Sempre que setores políticos se sentem ameaçados pela atuação crítica e independente da OAB (Ordem dos Advogados do Brasil), é tirada do armário a proposta de vincular a instituição à administração pública federal por meio do Tribunal de Contas da União (TCU). Anonimamente, os agentes políticos incomodados conseguem veicular pela imprensa a informação de que o tribunal fiscalizará as contas da OAB --como se ela já não fosse fiscalizada.
O primeiro engano é que o TCU tem competência para fiscalizar órgãos públicos, mas não instituições nem empresas de direito privado que não recebem dinheiro público nem arrecadam tributos, como é o caso da OAB, que sobrevive da contribuição dos advogados.
Outra inconsistência: as contas da Ordem já são públicas e auditadas por diversos órgãos internos e auditorias externas, como em qualquer entidade privada.
Elas estão disponíveis na internet e, para advogadas e advogados, são acessíveis em detalhes. Existem ainda as instâncias da própria advocacia, por meio dos representantes eleitos para trabalhar pela classe, sem remuneração ou auxílios.

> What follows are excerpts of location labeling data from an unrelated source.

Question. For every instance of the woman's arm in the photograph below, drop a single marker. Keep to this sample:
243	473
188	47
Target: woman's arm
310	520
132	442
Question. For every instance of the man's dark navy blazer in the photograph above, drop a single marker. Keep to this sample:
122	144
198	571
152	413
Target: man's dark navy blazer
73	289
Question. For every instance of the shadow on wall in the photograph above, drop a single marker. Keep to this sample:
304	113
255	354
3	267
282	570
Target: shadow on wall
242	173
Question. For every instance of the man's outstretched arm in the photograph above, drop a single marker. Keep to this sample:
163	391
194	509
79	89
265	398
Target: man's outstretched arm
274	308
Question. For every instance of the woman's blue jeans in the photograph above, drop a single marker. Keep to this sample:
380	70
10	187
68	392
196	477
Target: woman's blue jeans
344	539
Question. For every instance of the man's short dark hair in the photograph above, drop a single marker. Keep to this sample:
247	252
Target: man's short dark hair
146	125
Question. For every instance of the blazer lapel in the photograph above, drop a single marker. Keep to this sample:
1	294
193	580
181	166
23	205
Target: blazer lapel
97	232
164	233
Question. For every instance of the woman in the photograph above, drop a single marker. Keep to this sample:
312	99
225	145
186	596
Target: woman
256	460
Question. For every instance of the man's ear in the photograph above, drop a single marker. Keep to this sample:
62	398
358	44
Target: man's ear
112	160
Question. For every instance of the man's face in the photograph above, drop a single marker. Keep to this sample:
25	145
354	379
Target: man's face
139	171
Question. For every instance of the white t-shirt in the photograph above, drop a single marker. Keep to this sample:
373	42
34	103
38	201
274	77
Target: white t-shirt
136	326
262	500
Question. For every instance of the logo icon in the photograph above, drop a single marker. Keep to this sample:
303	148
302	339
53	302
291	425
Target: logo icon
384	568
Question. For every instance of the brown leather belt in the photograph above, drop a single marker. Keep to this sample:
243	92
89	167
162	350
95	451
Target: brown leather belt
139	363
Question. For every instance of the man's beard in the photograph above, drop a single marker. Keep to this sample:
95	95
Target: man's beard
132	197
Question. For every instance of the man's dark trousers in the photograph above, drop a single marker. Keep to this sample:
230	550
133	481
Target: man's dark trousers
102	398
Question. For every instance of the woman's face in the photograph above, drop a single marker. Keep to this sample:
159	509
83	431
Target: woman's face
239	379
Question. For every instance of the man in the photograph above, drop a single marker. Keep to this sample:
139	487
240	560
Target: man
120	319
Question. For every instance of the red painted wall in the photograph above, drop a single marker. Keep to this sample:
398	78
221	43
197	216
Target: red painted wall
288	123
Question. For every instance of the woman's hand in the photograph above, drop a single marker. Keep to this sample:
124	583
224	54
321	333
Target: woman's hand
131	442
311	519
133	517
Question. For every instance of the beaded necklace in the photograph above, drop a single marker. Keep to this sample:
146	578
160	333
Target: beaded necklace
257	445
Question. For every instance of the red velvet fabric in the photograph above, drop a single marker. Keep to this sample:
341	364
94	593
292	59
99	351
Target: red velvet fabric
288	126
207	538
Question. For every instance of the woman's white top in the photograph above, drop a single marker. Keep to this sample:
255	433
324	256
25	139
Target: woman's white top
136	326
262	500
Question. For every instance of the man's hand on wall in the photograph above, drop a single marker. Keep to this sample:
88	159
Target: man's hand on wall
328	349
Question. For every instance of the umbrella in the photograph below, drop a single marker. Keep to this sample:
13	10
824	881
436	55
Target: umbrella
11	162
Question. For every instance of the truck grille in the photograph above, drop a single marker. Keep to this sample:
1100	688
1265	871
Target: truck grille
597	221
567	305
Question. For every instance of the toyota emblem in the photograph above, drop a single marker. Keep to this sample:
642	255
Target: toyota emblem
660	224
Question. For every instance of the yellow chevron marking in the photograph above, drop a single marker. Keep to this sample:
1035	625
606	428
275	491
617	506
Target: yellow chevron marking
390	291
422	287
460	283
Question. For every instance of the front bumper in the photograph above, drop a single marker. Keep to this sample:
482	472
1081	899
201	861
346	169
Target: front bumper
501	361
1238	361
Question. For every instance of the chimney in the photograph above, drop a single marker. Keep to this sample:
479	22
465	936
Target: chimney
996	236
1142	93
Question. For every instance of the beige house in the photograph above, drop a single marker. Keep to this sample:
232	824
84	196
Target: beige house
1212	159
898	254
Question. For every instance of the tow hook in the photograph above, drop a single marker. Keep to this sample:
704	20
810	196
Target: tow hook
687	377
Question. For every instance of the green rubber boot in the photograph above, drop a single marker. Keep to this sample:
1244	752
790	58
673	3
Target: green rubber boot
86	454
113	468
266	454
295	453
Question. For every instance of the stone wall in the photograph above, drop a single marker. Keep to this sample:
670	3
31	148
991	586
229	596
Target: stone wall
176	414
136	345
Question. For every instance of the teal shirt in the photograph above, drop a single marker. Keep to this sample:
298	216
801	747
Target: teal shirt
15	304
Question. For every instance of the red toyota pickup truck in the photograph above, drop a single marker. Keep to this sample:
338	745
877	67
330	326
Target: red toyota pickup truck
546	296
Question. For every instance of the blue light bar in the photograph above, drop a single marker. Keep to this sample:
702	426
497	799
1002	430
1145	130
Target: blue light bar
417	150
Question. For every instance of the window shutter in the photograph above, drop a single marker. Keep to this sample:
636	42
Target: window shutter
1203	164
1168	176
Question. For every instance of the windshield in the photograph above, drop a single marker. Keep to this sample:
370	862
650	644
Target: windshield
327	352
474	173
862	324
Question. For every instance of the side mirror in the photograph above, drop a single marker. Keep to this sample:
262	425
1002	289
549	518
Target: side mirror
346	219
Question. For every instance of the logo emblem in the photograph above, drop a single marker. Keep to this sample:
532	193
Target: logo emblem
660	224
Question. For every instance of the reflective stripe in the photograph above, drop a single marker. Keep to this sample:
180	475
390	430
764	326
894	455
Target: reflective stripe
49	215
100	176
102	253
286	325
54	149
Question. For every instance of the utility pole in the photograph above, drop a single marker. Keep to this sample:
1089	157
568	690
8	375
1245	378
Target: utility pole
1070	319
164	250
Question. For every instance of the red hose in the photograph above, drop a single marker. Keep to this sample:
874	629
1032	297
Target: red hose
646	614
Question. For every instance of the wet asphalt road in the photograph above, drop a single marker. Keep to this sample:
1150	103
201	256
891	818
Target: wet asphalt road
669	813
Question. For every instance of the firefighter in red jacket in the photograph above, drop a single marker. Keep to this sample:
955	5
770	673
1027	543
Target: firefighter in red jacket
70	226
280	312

A maior entidade da sociedade civil do país completará 88 anos em novembro e se diferencia dos demais conselhos profissionais por causa das atribuições recebidas da Constituição Federal. Nesse tempo todo, foram frequentes os ataques de adversários. E sempre nos pronunciamos ao lado da sociedade e da lei nos momentos críticos, como é o atual.
A tentativa de vincular a OAB ao poder político é antiga. Em 1952, o extinto Tribunal Federal de Recursos (atual Superior Tribunal de Justiça) discutiu a questão e concluiu que a Ordem não é órgão público. Em 2003, o próprio TCU chegou a essa conclusão. Em 2006, o plenário do Supremo Tribunal Federal (STF) também decidiu assim. Essa tentativa, portanto, fere a coisa julgada, sendo juridicamente inviável.
Quem ganharia com a submissão da OAB —que é transparente, tem natureza privada e possui mecanismos eficientes de fiscalização e controle— a um órgão da administração pública federal?
A OAB é uma voz crítica na sociedade. Foi assim quando fez oposição à ditadura militar e quando pediu os impeachments de Fernando Collor, de Dilma Rousseff e, recentemente, de Michel Temer. A Ordem se levanta contra os abusos das autoridades --como as decisões ilegais que mandam quebrar o sigilo de conversas entre jornalistas e fontes ou entre advogados e clientes.
A atuação da OAB inclui a cobrança permanente pelo fim dos privilégios desfrutados por alguns agentes públicos, como salários acima do teto, férias de 60 dias e auxílios ilegais. Essa posição se manteve quando pedimos, no início de 2016, a saída de Eduardo Cunha da Presidência da Câmara dos Deputados, quando ele ainda era o todo-poderoso da República. Depois, com ele destruído, diversos atores políticos passaram a dizer o óbvio.
Neste ano, a OAB reforçou a atuação contra a transformação do Ministério da Educação em balcão de negócios, o que ocorre pela autorização "de baciada" de cursos de direito, ignorando critérios técnicos e de qualidade mínima.
O mesmo com relação a algumas agências reguladoras, que funcionam como moeda de troca política e como defensoras das empresas em prejuízo dos consumidores.
Barramos o encarecimento da banda larga (gestado dentro da Anatel) e fomos à Justiça contra o abuso das companhias aéreas e da Anac, que criaram a taxa extra para embarque de bagagens. Não só a advocacia, mas a sociedade perde muito com o fim da autonomia e da independência crítica da maior entidade civil brasileira.
Quem, então, ganha com isso? O TCU tem de usar sua estrutura para fiscalizar aqueles que recebem recursos públicos, sob pena de se valer do erário para fiscalizar a atividade privada.